Chase perfection. Catch excellence.
Fast-forward a year later to an uncharacteristically rainy night in the City of Angels. Kirby Smart and the Dawgs sit unblemished, waiting to tee it up in the quest for their second consecutive national title, a feat no one during the College Football Playoff could claim.
One thing the Dawgs were always chasing was perfection. For all of its championship drought-breaking magic, the 2021 team finished with a blemish. an early December humbling at the hands of the Crimson Tide simultaneously erased their hopes of an SEC Championship and an undefeated season. This year's team had its sights set on posting a goose egg in the loss column.
In the lead-up to the game, Coach Smart was asked about the pressure accompanying a national title opportunity. His reply embodied the quality that belies the success of his tenure as head coach, “We have our own pressure that we place on ourselves, which is to be at our best when our best is needed.”

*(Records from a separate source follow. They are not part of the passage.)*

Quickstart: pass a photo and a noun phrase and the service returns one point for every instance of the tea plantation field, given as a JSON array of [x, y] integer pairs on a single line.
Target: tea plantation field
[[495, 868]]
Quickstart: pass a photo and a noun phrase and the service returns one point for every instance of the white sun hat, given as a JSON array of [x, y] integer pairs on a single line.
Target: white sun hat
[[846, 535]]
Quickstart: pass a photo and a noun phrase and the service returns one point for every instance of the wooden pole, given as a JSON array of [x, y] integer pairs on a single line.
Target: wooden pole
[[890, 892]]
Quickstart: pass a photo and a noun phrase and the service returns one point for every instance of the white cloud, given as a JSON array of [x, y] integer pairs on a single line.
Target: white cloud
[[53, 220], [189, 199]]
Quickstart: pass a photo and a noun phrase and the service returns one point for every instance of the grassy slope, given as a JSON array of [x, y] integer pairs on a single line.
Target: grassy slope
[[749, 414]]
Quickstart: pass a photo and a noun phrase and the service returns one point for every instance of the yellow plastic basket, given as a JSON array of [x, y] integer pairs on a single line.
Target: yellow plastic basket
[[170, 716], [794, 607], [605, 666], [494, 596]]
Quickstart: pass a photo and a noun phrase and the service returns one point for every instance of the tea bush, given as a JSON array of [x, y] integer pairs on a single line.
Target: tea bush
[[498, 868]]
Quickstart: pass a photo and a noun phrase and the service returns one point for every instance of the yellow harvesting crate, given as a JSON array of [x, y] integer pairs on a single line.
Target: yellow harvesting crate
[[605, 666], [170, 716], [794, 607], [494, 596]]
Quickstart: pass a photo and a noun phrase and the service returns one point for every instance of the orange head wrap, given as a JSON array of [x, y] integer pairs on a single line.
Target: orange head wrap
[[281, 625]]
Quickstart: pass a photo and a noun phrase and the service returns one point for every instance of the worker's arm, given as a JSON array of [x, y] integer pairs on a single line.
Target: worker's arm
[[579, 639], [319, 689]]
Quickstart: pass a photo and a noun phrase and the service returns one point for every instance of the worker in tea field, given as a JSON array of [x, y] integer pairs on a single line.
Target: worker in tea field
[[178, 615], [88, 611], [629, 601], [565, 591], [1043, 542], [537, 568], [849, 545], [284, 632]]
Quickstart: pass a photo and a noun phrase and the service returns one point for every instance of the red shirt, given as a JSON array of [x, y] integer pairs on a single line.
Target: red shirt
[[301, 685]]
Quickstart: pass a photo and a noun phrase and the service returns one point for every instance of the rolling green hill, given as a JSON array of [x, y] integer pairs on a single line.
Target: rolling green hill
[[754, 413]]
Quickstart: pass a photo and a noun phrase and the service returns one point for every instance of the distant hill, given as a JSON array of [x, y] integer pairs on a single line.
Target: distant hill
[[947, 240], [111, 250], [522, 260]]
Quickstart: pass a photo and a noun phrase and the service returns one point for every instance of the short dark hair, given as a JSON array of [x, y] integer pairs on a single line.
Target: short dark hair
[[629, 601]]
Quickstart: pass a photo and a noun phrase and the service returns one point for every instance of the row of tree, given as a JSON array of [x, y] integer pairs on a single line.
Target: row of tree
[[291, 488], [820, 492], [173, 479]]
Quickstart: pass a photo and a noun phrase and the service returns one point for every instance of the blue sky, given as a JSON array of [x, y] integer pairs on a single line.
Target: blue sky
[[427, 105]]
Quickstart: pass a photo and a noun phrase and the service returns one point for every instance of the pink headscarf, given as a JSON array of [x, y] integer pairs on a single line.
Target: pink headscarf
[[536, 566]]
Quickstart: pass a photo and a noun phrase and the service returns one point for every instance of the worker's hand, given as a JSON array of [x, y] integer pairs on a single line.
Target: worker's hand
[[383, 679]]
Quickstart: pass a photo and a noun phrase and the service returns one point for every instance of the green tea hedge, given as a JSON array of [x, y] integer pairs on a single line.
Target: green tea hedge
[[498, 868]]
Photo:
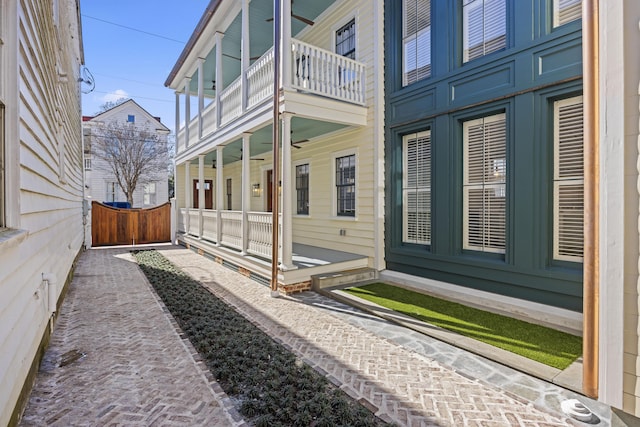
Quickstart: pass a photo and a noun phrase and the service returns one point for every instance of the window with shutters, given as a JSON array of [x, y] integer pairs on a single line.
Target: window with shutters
[[568, 180], [565, 11], [416, 188], [484, 183], [346, 185], [416, 40], [484, 27], [302, 189]]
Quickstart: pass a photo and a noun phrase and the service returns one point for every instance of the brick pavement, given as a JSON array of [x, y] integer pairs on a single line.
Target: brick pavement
[[136, 370], [398, 384]]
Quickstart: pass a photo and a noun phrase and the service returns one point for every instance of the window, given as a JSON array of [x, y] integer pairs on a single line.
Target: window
[[346, 40], [484, 184], [302, 189], [416, 188], [149, 197], [565, 11], [112, 189], [484, 27], [229, 193], [346, 185], [416, 40], [568, 180]]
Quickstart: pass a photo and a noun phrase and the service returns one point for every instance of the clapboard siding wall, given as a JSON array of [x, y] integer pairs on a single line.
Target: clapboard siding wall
[[40, 59]]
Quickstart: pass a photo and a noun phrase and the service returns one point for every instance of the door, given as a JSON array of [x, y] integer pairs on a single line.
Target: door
[[208, 193]]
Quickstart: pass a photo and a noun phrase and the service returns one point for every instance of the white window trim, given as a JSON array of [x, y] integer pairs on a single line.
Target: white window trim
[[334, 196], [465, 212]]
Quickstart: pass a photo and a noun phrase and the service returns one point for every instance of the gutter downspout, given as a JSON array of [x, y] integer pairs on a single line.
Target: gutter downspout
[[591, 262]]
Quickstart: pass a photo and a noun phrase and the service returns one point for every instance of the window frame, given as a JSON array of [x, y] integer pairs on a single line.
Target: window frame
[[406, 38], [484, 185], [337, 185], [466, 57], [417, 189], [305, 191]]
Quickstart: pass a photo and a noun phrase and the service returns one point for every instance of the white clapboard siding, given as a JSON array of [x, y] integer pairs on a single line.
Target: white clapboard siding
[[46, 186]]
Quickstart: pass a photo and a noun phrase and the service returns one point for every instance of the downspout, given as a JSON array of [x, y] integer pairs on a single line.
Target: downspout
[[591, 263], [276, 143]]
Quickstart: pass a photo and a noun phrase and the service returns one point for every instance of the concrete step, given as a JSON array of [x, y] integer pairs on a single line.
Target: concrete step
[[343, 278]]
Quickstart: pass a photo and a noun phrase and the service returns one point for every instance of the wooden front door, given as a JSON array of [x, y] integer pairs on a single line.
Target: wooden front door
[[208, 193], [269, 190]]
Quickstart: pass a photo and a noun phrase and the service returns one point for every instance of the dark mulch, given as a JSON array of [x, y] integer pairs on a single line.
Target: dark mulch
[[271, 385]]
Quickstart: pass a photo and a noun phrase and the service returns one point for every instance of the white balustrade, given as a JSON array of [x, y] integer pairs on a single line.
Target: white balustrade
[[231, 229], [231, 101], [260, 79], [209, 229]]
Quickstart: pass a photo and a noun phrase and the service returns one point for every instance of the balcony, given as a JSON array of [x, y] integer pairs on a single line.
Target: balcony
[[312, 72]]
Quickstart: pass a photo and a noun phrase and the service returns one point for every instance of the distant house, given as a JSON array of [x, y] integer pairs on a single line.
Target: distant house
[[102, 185], [41, 182]]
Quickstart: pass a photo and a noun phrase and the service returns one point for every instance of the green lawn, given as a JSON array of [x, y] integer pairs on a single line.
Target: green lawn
[[549, 346]]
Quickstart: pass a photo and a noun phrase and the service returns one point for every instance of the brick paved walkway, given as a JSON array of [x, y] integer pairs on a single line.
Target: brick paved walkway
[[138, 371]]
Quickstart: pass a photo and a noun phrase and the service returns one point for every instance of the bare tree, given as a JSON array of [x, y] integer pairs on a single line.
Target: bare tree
[[135, 155]]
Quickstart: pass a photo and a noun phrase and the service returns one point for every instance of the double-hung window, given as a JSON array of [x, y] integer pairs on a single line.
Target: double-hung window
[[416, 188], [416, 40], [484, 184], [346, 185], [565, 11], [484, 27], [568, 180], [302, 189]]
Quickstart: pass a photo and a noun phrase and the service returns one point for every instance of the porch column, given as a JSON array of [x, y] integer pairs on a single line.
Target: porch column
[[218, 82], [246, 190], [286, 43], [200, 95], [187, 194], [287, 196], [219, 189], [187, 110], [201, 191], [245, 54], [177, 121]]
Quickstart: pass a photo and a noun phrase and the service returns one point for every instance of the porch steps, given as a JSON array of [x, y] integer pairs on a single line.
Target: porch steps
[[343, 278]]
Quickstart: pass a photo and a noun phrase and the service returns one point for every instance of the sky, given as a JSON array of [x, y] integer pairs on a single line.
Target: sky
[[130, 47]]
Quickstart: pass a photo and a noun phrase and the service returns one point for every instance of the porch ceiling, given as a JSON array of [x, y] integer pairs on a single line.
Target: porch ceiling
[[303, 130], [260, 35]]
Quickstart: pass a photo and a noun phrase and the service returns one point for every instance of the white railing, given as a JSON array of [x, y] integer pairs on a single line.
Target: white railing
[[193, 222], [182, 226], [210, 225], [260, 229], [231, 101], [231, 229], [323, 72], [260, 79]]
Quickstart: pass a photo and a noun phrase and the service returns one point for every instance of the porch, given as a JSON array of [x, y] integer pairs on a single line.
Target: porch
[[245, 245]]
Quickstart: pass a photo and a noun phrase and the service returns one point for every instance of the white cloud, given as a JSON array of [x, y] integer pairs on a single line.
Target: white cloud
[[115, 95]]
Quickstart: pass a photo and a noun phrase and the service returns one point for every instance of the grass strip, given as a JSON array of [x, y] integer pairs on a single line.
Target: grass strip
[[271, 385], [545, 345]]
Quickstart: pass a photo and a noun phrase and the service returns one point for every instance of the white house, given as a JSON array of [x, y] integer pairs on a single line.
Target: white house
[[41, 182], [331, 121], [101, 183]]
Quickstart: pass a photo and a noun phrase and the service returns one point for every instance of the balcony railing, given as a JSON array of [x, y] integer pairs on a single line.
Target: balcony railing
[[259, 230], [313, 70]]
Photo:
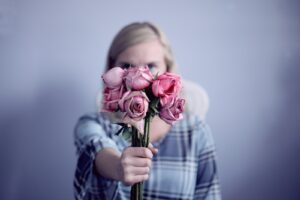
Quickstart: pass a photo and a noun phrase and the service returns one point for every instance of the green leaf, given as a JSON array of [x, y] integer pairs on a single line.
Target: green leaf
[[127, 133]]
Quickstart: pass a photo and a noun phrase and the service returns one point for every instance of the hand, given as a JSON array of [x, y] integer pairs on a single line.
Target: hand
[[135, 164]]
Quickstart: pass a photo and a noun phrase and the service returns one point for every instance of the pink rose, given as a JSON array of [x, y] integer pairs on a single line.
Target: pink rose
[[135, 104], [111, 98], [138, 78], [172, 111], [113, 78], [166, 85]]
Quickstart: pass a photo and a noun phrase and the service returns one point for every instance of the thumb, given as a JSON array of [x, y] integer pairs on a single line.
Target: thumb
[[152, 149]]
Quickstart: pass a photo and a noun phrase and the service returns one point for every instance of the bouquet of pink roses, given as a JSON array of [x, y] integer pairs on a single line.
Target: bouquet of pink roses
[[140, 96]]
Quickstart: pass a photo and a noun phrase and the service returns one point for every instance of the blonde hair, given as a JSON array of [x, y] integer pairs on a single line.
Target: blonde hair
[[136, 33]]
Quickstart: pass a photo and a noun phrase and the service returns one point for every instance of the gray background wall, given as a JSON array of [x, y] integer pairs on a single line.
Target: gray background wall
[[245, 53]]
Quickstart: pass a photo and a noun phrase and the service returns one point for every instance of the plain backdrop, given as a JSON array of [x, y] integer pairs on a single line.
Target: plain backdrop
[[246, 54]]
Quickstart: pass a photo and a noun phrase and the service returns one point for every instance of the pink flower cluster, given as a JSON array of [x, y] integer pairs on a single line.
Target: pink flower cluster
[[126, 90]]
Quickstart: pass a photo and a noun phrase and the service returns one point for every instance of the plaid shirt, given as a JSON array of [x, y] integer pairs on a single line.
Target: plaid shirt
[[184, 168]]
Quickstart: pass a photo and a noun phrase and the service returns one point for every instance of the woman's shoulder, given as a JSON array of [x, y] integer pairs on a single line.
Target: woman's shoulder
[[196, 97], [193, 126]]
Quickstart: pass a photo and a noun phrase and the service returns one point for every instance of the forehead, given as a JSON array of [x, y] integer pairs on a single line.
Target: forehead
[[151, 51]]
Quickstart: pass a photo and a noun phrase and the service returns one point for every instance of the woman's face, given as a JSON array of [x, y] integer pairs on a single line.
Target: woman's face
[[147, 53]]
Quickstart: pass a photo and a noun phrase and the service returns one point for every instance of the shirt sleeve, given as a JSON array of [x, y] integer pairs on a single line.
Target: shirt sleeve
[[90, 138], [207, 183]]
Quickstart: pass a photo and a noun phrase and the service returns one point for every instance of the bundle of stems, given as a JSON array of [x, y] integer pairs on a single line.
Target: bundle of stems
[[139, 140]]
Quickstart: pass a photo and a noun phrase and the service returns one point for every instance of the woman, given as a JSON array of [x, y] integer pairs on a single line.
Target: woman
[[180, 163]]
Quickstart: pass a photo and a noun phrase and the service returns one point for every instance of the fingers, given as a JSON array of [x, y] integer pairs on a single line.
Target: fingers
[[137, 162], [130, 180], [139, 152]]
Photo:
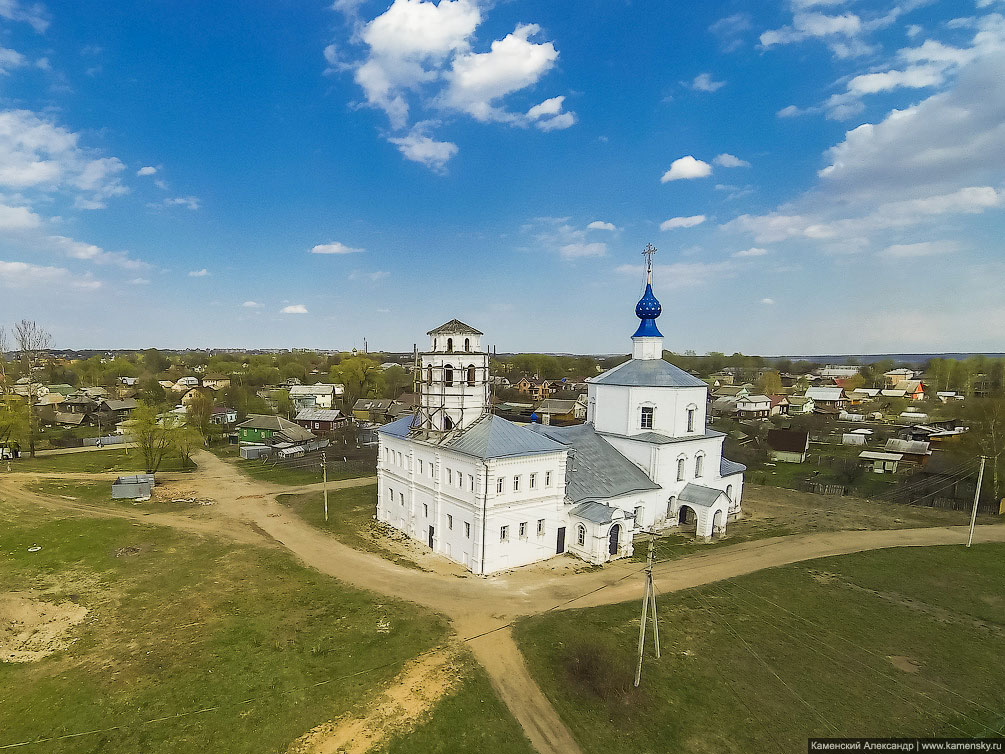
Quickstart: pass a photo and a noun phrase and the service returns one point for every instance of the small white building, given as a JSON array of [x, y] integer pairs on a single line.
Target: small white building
[[492, 495]]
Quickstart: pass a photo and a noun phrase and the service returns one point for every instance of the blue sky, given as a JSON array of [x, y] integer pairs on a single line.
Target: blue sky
[[820, 176]]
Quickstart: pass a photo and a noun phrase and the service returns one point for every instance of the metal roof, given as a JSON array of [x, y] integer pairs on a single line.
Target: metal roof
[[647, 373], [728, 467], [596, 513], [595, 468], [698, 495], [454, 327]]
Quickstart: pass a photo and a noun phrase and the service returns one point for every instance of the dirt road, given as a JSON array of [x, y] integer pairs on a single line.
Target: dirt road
[[481, 609]]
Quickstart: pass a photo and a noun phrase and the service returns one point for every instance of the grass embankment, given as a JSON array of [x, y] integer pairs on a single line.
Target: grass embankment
[[246, 646], [891, 642], [94, 461], [350, 520]]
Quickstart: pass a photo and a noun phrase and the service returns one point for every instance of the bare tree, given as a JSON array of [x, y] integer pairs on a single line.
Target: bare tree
[[32, 343]]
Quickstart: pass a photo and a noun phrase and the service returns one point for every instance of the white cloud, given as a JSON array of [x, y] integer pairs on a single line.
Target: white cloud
[[727, 160], [335, 247], [705, 82], [924, 248], [686, 168], [681, 222], [424, 150]]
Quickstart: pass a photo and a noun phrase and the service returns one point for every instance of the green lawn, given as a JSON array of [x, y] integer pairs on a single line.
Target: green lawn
[[471, 719], [246, 646], [92, 461], [892, 642], [350, 519]]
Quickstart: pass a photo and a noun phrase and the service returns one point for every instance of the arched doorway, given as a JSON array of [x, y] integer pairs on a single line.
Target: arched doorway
[[687, 519]]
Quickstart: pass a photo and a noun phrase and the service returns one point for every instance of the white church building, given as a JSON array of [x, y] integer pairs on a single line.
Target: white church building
[[492, 495]]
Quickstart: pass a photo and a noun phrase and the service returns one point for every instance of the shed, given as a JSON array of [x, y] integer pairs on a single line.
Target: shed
[[138, 487]]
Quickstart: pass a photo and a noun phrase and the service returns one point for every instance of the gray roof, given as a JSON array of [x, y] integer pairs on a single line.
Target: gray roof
[[699, 495], [655, 438], [596, 469], [647, 373], [488, 436], [596, 513], [727, 466], [453, 327]]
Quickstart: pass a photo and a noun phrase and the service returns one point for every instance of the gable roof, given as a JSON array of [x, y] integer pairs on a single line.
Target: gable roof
[[647, 373], [454, 327], [595, 468]]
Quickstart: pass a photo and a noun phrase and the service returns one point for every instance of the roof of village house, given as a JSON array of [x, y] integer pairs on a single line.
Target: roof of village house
[[788, 440], [699, 495], [647, 373], [319, 414], [595, 468], [454, 327]]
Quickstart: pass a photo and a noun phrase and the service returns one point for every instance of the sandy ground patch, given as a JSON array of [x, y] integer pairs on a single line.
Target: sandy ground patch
[[412, 694], [30, 628]]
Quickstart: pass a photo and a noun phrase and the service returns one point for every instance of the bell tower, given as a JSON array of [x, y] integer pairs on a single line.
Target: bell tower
[[451, 379]]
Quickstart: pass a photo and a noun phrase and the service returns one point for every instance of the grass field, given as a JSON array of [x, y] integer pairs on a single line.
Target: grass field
[[350, 519], [893, 642], [231, 648], [93, 461]]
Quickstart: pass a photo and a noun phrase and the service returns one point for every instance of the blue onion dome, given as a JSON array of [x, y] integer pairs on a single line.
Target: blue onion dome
[[647, 310]]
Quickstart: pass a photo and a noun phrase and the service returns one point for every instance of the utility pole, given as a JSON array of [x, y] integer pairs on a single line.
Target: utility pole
[[977, 495], [324, 472], [648, 601]]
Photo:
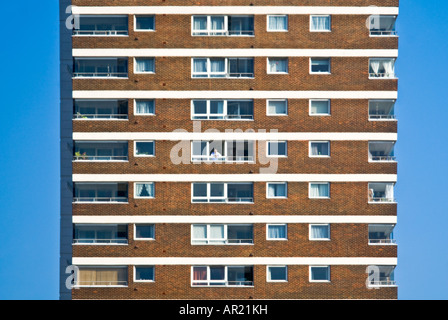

Nothing could encapsulate the backbone of Georgia's football program under Kirby Paul Smart more aptly. Each opponent is nameless and faceless. The daily quest is to control the controllables. There is a standard in an around the football facility in Athens, Georgia and there is no negotiating with its charter. The standard is excellence. Honoring that is not a choice, it’s an expectation, and one Georgia’s players live by each day.
Four quarters and a 65-7 thrashing of TCU later, with Georgia executing seemingly flawlessly all night, the college-football watching world got a first-hand look at what playing to the standard looks like.
Excellence.
From opening kickoff to final whistle.
Perfection had eluded Georgia’s football program since 1980. It rarely comes around for any program at all. You have to imagine that, somewhere, Vince Lombardi was nodding in approval with a knowing squint in his eyes.
In their relentless, season-long pursuit of the standard, Kirby Smart and the Georgia Bulldogs not only caught excellence, they also caught Lombardi’s unattainable - perfection.